Chanel is facing charges of
“systematic smuggling” in Turkey
The fashion giant, with over 200 stores across the world and around 1 billion euros of turnover, is accused of evading customs tax via smuggling in suitcases, according to the summary of proceedings sent by the Customs Directorate to the chief public prosecutor’s office in Istanbul’s Bakırköy district.
The document, seen by Daily Hürriyet, revealed that three Chanel employees, including the head of its Turkey operations, face between two to 10 years in prison for knowingly participating in the scheme.
The suspects are accused of systematically and consciously acting with the aim of not paying required customs taxes to the Turkish state.

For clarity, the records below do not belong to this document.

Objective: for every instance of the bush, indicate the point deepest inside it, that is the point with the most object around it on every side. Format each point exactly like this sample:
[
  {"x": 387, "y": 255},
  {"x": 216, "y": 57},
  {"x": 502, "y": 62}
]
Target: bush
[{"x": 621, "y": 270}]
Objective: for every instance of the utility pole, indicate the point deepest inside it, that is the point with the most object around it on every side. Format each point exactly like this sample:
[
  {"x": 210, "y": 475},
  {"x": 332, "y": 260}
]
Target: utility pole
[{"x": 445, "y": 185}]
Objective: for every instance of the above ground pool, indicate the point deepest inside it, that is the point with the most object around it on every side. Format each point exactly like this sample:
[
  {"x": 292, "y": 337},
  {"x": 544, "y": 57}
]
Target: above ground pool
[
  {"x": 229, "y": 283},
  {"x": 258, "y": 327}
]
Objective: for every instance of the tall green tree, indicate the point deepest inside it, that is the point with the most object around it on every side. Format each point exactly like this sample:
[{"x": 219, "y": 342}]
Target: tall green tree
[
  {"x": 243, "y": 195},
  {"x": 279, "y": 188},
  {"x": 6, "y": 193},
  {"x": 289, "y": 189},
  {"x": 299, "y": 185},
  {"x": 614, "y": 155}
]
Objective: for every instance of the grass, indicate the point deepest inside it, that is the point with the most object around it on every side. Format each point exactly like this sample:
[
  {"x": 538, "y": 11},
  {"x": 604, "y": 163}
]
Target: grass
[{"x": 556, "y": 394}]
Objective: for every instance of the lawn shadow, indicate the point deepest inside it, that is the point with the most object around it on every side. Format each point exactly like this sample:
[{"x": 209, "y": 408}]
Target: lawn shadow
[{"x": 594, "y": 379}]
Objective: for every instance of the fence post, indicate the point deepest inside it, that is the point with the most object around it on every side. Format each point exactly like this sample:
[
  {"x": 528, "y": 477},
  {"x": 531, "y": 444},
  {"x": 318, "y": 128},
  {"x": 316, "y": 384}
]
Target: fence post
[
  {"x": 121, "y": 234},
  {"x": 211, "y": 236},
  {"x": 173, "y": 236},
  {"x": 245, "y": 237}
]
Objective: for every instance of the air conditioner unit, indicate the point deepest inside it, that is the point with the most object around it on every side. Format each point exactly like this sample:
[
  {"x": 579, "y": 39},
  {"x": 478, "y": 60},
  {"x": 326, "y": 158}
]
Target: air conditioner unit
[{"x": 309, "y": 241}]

The directorate claims that some of the products sold at Chanel stores in Istanbul, which are located in two of the city’s top high-street shopping venues, Nişantaşı and the İstinye Park shopping mall, are brought from abroad in suitcases by Chanel employees, who are used as couriers.
Because the retailer sells ultra-expensive special design goods, the total value of the products carried in two suitcases – the allowed baggage amount – can reach up to 1 million euros, the legal document claimed.
It also cites intra-company e-mail correspondences between the employees of Istanbul stores and Chanel’s Paris headquarters as evidence of fraud. According to this correspondence, one of the suspected employees in Istanbul asks her colleague in Paris how to register the goods that were free of duty payments.
The instructions given by the employee in France are included in the file, which also includes claims that documents were forged to evade duty payments.